Photocatalytic H2 production on hybrid catalyst system composed of inorganic semiconductor and cobaloximes catalysts

An artificial photocatalytic system mimicking photosystem I (PSI) has been assembled using semiconductor (CdS) as photosensitizer, cobaloximes (CoIII complexes) as H2 evolution catalysts, and triethanolamine (TEOA) as sacrificial electron donor. This artificial photocatalytic system shows high hydrogen evolution activity (turnover number up to 171 based on CoIII(dmgH)2pyCl 1) under visible light irradiation.
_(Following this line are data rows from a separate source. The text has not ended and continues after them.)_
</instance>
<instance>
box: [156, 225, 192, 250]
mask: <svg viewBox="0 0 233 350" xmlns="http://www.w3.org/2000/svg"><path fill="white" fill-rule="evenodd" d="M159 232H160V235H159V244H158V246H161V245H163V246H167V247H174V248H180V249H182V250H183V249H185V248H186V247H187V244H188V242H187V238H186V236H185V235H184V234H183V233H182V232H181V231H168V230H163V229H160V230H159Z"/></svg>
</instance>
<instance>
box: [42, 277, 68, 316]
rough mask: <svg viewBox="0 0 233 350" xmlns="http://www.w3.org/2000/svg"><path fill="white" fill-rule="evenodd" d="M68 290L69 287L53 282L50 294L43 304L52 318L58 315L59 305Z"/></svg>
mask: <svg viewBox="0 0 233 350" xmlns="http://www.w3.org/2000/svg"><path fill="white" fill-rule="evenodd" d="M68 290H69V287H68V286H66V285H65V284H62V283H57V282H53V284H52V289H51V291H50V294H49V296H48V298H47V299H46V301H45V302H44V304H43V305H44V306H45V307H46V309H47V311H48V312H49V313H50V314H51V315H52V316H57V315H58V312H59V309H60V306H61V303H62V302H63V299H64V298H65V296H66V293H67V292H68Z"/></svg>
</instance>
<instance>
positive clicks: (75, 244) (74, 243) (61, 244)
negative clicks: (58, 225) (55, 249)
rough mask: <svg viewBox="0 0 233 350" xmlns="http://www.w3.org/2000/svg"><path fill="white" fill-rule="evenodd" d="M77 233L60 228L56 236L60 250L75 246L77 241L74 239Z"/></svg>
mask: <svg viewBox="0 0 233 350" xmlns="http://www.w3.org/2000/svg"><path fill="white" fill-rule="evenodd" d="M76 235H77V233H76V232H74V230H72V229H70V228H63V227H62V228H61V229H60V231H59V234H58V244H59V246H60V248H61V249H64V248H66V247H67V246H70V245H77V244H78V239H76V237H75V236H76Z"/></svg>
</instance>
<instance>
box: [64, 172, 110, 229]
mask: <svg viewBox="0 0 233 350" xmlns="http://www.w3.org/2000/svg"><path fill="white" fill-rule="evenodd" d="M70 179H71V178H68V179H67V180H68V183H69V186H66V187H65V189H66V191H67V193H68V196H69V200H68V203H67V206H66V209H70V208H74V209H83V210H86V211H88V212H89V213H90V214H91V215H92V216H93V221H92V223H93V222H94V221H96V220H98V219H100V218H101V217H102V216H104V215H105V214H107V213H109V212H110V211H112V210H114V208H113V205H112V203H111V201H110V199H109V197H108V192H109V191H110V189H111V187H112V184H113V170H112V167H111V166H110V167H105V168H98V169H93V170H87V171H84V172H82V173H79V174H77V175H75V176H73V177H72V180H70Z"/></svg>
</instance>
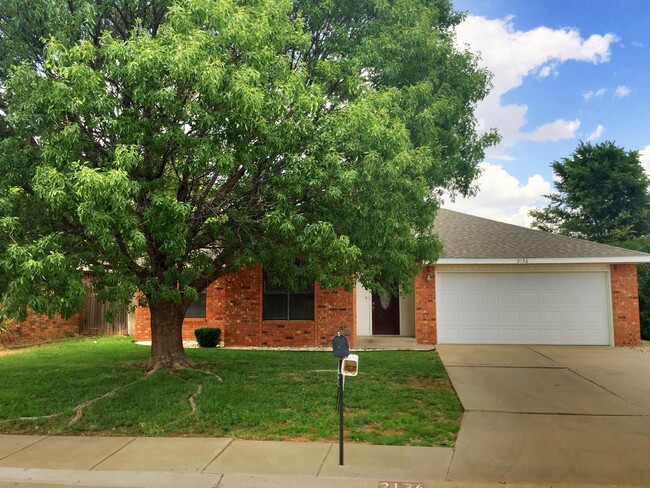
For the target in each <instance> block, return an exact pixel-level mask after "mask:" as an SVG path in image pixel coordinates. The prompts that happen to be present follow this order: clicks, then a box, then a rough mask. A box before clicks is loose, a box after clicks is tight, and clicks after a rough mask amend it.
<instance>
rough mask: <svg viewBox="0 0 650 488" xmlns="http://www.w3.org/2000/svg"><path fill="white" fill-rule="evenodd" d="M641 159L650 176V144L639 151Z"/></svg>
mask: <svg viewBox="0 0 650 488" xmlns="http://www.w3.org/2000/svg"><path fill="white" fill-rule="evenodd" d="M639 160H640V161H641V164H642V165H643V167H644V168H645V172H646V174H647V175H648V177H650V144H648V145H647V146H646V147H644V148H643V149H641V150H640V151H639Z"/></svg>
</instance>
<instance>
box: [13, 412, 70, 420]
mask: <svg viewBox="0 0 650 488" xmlns="http://www.w3.org/2000/svg"><path fill="white" fill-rule="evenodd" d="M61 415H63V412H59V413H53V414H52V415H39V416H37V417H17V418H15V419H8V420H6V422H11V421H16V420H23V421H28V420H43V419H53V418H54V417H60V416H61Z"/></svg>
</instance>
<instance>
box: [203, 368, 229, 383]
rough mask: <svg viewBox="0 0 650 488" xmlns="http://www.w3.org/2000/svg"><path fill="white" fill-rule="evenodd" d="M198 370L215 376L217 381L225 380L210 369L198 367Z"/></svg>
mask: <svg viewBox="0 0 650 488" xmlns="http://www.w3.org/2000/svg"><path fill="white" fill-rule="evenodd" d="M196 372H197V373H204V374H207V375H209V376H214V377H215V378H217V381H223V379H222V378H221V376H219V375H218V374H216V373H213V372H212V371H208V370H207V369H197V370H196Z"/></svg>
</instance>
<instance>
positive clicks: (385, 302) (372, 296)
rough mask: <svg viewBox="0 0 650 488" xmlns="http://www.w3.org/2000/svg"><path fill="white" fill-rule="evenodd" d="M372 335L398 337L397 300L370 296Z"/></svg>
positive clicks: (390, 297) (397, 309)
mask: <svg viewBox="0 0 650 488" xmlns="http://www.w3.org/2000/svg"><path fill="white" fill-rule="evenodd" d="M372 333H373V335H375V334H384V335H399V298H398V297H381V296H379V295H377V294H375V293H373V294H372Z"/></svg>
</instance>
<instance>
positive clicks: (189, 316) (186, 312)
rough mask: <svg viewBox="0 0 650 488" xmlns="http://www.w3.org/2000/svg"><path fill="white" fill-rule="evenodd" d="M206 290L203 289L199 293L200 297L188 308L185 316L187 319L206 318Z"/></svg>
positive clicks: (203, 318) (197, 298)
mask: <svg viewBox="0 0 650 488" xmlns="http://www.w3.org/2000/svg"><path fill="white" fill-rule="evenodd" d="M205 297H206V290H203V291H202V292H201V293H199V298H197V299H196V300H194V301H193V302H192V303H190V306H189V307H188V308H187V312H185V318H186V319H204V318H206V313H205V309H206V305H205V304H206V301H205Z"/></svg>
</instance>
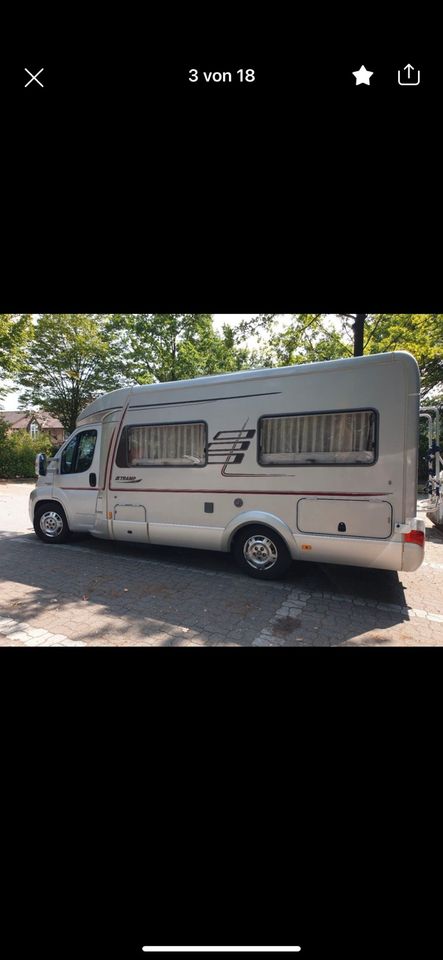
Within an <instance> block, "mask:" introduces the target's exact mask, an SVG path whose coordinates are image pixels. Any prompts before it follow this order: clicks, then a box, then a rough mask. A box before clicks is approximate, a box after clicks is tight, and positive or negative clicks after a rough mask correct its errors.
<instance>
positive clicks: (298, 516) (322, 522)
mask: <svg viewBox="0 0 443 960" xmlns="http://www.w3.org/2000/svg"><path fill="white" fill-rule="evenodd" d="M297 527H298V529H299V530H300V533H323V534H329V535H335V536H337V537H372V538H377V539H381V540H384V539H386V538H387V537H390V536H391V533H392V506H391V504H390V503H388V501H387V500H368V499H364V498H363V497H362V498H361V499H357V498H355V499H354V498H353V499H352V500H345V499H344V498H340V499H338V498H337V499H334V498H327V497H304V498H302V499H301V500H299V501H298V505H297Z"/></svg>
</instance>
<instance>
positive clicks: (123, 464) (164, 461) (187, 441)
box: [117, 423, 206, 467]
mask: <svg viewBox="0 0 443 960" xmlns="http://www.w3.org/2000/svg"><path fill="white" fill-rule="evenodd" d="M205 463H206V424H205V423H166V424H165V423H161V424H146V425H145V424H143V425H140V426H134V427H125V429H124V430H123V433H122V436H121V439H120V443H119V447H118V452H117V466H118V467H152V466H154V467H201V466H204V465H205Z"/></svg>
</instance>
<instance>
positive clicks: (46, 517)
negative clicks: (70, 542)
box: [34, 503, 70, 543]
mask: <svg viewBox="0 0 443 960" xmlns="http://www.w3.org/2000/svg"><path fill="white" fill-rule="evenodd" d="M34 530H35V532H36V534H37V536H38V537H40V540H43V542H44V543H66V541H67V540H68V539H69V537H70V530H69V527H68V521H67V519H66V514H65V511H64V510H63V508H62V507H60V506H59V504H58V503H45V504H42V505H41V506H39V507H36V509H35V513H34Z"/></svg>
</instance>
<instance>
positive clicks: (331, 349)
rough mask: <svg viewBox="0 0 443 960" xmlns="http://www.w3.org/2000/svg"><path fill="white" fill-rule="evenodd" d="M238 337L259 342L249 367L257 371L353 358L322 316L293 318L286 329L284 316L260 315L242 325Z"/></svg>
mask: <svg viewBox="0 0 443 960" xmlns="http://www.w3.org/2000/svg"><path fill="white" fill-rule="evenodd" d="M238 336H239V337H243V338H244V337H254V338H255V339H256V342H257V346H256V348H255V349H254V350H253V351H252V354H251V361H250V363H251V364H252V365H253V366H257V367H281V366H288V365H291V364H295V363H310V362H314V361H318V360H336V359H337V358H339V357H343V356H350V355H351V350H350V348H349V346H348V345H347V344H346V343H345V342H344V340H343V337H342V335H341V333H340V331H338V330H336V329H335V327H334V326H333V325H331V322H330V320H329V319H328V317H327V316H325V315H324V314H320V313H317V314H312V313H298V314H294V315H293V316H292V318H291V320H290V322H289V324H286V325H285V326H282V317H281V315H278V314H264V315H259V316H257V317H254V318H253V320H250V321H244V322H243V323H242V324H240V326H239V330H238Z"/></svg>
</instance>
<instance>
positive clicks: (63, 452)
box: [60, 436, 78, 473]
mask: <svg viewBox="0 0 443 960" xmlns="http://www.w3.org/2000/svg"><path fill="white" fill-rule="evenodd" d="M77 440H78V436H77V437H73V438H72V440H70V441H69V443H68V445H67V447H65V449H64V450H63V453H62V462H61V467H60V470H61V473H74V459H75V451H76V450H77Z"/></svg>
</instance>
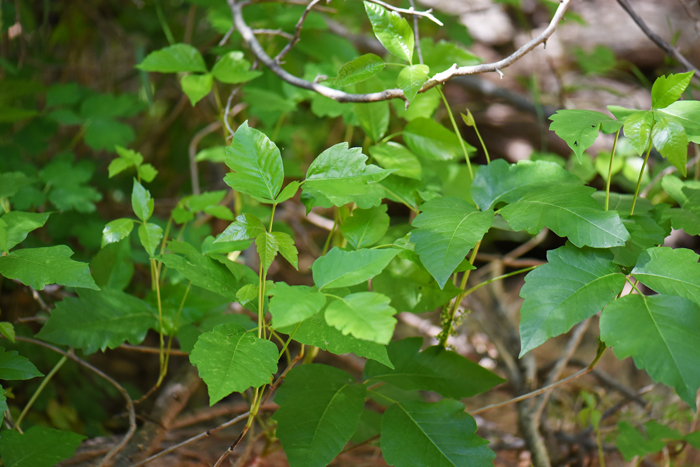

The apparent quantum efficiency (QE) for 1/CdS hybrid photocatalytic system in acetonitrile solution at 420 nm is calculated to be 9.1%. The interfacial electron transfer from photoexcited CdS to CoIII complexes is very efficient through the weak adsorption of CoIII complexes on CdS. The adsorption of 1 on CdS in acetonitrile fits Langmuir equation, the maximum monolayer adsorption capacity is 3 × 10−3 mmol g−1, which means most of 1 are in the solution. The rate of hydrogen production exhibits a quadratic dependence on the total concentration of 1. Therefore, a bimetallic catalysis pathway is proposed. The efficient electron transfer, the broad electronic absorption character of CdS photosensitizer as well as the H2 evolution ability of CoIII complexes, account for the high photocatalytic activity of this hybrid photocatalytic system.